Each year, more than 4 million traffic lights consume an estimated 3 billion kilowatt-hours of electricity. Switching to energy-efficient LED lamps trims municipal budgets and lowers energy use nationwide. More than 50 percent of all traffic signals have been converted to LEDs in the U.S., even in large cities like Boston, Denver, New York City, Philadelphia, San Diego and Seattle.

LED lights only produce light in the desired colors, such as red, yellow or green, making them ideal for traffic signals. There is no need to filter the light through a lens. As a result, true colors are produced more efficiently, with minimal waste of heat energy. LED lights consume only 10 percent of the energy used by incandescent lamps (10-25 watts versus up to 150 watts, respectively).

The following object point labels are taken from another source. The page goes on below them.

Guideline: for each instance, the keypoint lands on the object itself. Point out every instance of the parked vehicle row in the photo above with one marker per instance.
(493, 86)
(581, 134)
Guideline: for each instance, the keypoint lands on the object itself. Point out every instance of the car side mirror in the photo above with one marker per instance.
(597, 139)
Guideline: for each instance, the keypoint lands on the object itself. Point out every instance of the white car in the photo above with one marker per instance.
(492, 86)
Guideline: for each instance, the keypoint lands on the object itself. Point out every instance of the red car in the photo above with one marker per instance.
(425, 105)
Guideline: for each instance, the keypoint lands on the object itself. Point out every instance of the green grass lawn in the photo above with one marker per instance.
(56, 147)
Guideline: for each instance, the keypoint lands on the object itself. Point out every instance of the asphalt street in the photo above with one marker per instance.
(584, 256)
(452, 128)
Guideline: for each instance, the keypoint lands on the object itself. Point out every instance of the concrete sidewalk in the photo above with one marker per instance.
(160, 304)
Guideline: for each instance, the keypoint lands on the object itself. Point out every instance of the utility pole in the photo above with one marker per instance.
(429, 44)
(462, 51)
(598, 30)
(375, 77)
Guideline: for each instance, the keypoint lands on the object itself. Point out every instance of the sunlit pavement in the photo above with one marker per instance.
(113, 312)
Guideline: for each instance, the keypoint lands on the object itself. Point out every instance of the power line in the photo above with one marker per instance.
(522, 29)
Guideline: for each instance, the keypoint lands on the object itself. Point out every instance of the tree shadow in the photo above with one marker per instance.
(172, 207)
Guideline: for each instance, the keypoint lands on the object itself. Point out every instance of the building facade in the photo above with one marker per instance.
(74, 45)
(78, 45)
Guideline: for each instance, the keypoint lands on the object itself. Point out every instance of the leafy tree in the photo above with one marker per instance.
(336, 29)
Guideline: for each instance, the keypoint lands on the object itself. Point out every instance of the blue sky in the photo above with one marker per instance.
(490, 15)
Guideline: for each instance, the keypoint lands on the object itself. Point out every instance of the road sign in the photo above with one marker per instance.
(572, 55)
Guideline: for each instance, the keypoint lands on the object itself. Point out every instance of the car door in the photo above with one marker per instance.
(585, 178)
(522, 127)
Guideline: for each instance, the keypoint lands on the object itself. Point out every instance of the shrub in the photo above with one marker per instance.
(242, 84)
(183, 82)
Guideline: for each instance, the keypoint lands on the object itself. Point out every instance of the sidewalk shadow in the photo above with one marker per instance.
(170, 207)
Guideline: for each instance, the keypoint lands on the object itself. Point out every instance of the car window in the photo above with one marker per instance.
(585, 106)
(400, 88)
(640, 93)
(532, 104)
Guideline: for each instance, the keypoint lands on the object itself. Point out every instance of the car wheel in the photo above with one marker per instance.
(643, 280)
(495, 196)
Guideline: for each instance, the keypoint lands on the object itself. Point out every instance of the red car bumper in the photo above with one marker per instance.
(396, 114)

LED lights also look brighter since the light is distributed equally across the entire surface (an advantage in poor weather conditions).

LED lights also increase traffic safety as they minimize the number of signal outages and due to their low energy consumption, LEDs are more economical to use with battery back-up systems. Batteries can keep LED traffic signals functioning for up to 24 hours in the event of a power outage.

Using LEDs instead of traditional bulbs can save up to $600 at a single intersection in one year (assuming eight signals); a single large city could save a million dollars or more, depending on how many intersections they have. Changing bulbs less often saves on labor costs, as well.

Red lights are on approximately 60 percent of the time or 5,300 hours per year, and use far more energy in a traffic signal than green or yellow lights. Often, they are larger with a higher wattage, as well. On average, red lights use 85 percent of the total energy consumed by a traffic signal. Replacing a red light, such as a 150-watt red incandescent directional arrow with a 10-watt LED lamp, can achieve the greatest energy savings. The following table compares the typical power consumption of LEDs to incandescents.

LED manufacturers continue to upgrade their products. One patented, integrated traffic signal is fully compatible with the wiring and mounting hardware of existing units, eliminating the need for the assembly of LED traffic signal modules in the field. The new unit consumes less than seven watts as compared to existing LED units, which consume up to 30 watts. A replaceable power supply allows users to convert to DC voltage for enhancing public safety.